The military attire and heroic pose of Bolívar, shown with one hand tucked inside his jacket and his body positioned at an angle, recall the portrait of Napoleon. Though both portraits represent interiors—far from any battle—Bolívar and Napoleon proudly wear their military uniforms. The military heroism of Bolívar is further accentuated by the red banner of text at the top, which reads “Peru recalls the heroic deeds revered to its Liberator.” Painted in 1830, the year of Bolívar’s death, Gil de Castro depicts an aging yet noble Bolívar, quite different from the young liberator seen in Figueroa’s earlier portrait (top of page). The strong similarities between Portrait of Bolívar in Bogotá and The Emperor Napoleon in His Study at the Tuileries, as well as with other full-length portraits of military generals, suggest that even after independence Latin American artists continued to look to Europe for artistic models.
History Painting
While portraiture could capture the personality and physical features of a hero, its potential to convey narrative was limited. History painting solved this problem, allowing artists to record the pivotal battles or moments in the wars of independence. Additionally, and perhaps more importantly, history painting was often imbued with moral lessons about heroism and patriotism. As a result, in European art it was considered the most elevated genre of painting—above still life, landscape, and portraiture.

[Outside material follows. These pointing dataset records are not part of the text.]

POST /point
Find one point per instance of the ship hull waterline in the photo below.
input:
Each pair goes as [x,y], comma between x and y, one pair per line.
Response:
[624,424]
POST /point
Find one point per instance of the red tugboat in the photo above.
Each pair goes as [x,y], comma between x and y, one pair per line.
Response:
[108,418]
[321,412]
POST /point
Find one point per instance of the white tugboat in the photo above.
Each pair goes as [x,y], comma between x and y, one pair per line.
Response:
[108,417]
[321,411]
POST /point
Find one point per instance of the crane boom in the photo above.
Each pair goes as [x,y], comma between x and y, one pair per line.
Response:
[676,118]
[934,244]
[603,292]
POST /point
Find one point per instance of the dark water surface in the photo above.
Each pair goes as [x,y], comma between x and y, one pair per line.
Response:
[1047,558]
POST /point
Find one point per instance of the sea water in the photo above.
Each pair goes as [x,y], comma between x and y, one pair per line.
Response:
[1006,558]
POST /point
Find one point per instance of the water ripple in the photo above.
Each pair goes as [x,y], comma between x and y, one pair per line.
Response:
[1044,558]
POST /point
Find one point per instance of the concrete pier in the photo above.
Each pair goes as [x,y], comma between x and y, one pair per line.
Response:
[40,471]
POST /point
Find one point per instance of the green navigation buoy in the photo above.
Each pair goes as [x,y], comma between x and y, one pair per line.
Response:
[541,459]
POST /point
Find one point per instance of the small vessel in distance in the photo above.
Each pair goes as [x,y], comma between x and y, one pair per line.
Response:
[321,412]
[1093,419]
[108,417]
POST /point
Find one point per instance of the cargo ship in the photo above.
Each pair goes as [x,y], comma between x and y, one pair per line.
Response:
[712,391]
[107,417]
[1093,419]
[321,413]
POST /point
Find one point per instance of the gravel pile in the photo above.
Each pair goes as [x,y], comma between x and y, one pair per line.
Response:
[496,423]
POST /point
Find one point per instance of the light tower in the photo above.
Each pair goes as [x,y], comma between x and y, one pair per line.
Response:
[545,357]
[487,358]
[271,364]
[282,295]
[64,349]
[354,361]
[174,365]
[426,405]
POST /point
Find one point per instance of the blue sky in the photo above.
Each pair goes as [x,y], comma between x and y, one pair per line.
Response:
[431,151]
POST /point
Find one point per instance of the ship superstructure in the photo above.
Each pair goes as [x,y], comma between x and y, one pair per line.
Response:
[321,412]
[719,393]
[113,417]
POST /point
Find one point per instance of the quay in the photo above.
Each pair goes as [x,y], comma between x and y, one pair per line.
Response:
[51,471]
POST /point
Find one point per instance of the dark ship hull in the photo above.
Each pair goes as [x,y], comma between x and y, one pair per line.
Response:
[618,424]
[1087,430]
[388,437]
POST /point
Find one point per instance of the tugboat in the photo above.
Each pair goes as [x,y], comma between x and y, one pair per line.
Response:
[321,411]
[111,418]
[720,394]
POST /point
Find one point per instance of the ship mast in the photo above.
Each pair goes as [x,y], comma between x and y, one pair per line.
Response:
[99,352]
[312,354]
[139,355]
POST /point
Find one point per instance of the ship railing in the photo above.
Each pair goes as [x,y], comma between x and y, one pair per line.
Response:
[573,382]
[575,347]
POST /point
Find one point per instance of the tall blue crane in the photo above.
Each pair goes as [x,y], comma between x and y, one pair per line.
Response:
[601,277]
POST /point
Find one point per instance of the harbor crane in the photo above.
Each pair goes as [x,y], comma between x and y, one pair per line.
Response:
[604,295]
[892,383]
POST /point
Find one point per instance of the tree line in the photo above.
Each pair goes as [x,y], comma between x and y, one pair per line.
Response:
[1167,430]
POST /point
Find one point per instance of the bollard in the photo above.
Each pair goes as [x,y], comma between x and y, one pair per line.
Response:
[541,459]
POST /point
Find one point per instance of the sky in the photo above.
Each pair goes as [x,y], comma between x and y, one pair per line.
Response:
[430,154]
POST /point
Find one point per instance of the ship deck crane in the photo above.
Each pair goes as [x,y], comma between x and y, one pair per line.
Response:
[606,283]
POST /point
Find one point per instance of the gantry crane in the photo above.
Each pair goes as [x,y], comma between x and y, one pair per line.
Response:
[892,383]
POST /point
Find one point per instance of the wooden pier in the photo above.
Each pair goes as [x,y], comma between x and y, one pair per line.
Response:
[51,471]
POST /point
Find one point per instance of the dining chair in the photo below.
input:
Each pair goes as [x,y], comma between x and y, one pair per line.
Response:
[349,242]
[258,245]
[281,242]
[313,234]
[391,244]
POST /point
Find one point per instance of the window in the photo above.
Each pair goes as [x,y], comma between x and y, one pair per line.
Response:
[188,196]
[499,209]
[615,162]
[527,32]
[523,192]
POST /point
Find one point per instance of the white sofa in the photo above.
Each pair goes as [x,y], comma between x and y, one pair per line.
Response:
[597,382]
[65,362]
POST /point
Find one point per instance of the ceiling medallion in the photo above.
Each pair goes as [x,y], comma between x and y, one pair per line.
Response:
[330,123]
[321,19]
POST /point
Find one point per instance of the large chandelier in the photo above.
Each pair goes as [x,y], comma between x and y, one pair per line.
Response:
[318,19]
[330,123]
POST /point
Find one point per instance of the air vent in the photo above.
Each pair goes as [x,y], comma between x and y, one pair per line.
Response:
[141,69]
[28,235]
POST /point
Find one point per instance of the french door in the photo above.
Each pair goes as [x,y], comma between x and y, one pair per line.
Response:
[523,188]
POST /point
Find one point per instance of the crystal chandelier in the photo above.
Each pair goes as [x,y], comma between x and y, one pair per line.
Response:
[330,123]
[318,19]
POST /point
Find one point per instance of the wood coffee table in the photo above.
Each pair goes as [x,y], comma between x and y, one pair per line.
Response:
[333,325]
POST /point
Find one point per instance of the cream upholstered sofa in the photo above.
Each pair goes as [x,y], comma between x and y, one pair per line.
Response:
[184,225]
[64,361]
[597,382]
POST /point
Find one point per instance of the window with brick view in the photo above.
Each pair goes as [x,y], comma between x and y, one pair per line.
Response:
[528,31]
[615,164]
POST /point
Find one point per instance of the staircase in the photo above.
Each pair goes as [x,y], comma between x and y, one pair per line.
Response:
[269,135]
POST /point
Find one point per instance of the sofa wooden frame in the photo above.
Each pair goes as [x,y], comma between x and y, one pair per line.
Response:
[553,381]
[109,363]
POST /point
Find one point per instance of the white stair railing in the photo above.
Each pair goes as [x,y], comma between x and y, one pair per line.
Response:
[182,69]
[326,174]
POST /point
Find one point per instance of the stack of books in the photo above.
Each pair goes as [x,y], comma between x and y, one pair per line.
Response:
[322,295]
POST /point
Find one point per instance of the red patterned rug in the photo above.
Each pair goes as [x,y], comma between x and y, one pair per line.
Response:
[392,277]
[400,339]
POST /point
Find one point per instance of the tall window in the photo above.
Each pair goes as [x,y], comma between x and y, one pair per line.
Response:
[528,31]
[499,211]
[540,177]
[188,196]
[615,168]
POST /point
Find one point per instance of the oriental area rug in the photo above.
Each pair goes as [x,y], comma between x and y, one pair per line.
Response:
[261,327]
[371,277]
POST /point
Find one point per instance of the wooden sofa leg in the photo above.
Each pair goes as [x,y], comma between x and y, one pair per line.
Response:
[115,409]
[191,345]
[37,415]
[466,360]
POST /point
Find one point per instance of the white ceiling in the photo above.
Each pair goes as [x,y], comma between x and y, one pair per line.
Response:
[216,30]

Historical subjects were also painted by some of the same artists who created portraits of the heroes of Latin American independence. This was the case with the Colombian creole painter José María Espinosa, a largely self-taught artist who specialized in miniature portraits, but who had also served in General Nariño’s Campaign of the South. Painted from memory but based on first-hand experience, Espinosa memorialized the battle of Palo River. Probably due to his lack of experience with this new genre, Espinosa organized his composition as if it were a landscape. Focusing on the topography and vegetation of Colombia rather than on particular military heroes and pivotal moments, Espinosa’s Battle of Palo River (above) is better understood as a landscape view rather than a representation of the particulars of an historical event. His landscapist approach is also reflected in his handling of the composition, in which he delineates foreground, middle ground, and background, creating an illusionistic sense of deep space. In the foreground, the ground closest to the viewer, two military soldiers energetically ride on horseback, while in the middle ground the battle intensifies near the river, all culminating in a peaceful sunset. The cropped tree positioned at right frames the event, which unfolds in various stages culminating in the background.
The end of Gran Colombia
Despite the ambition of Gran Colombia, it remained politically complex, and worsened when Bolívar proclaimed himself dictator in 1828, a move he justified by pointing to insurrections. He became increasingly unpopular and that same year survived an assassination attempt. After 1828, Bolívar retreated to Santa Marta, Colombia where he died in 1830 while awaiting voluntary exile in Europe. Despite his attempts to create unity, and with the wars of independence now over, Latin American countries no longer saw a reason for partnership. Gran Colombia dissolved in 1830, and in the ensuing decades the countries of Colombia, Venezuela, Ecuador and Panama, as we know them today, were established.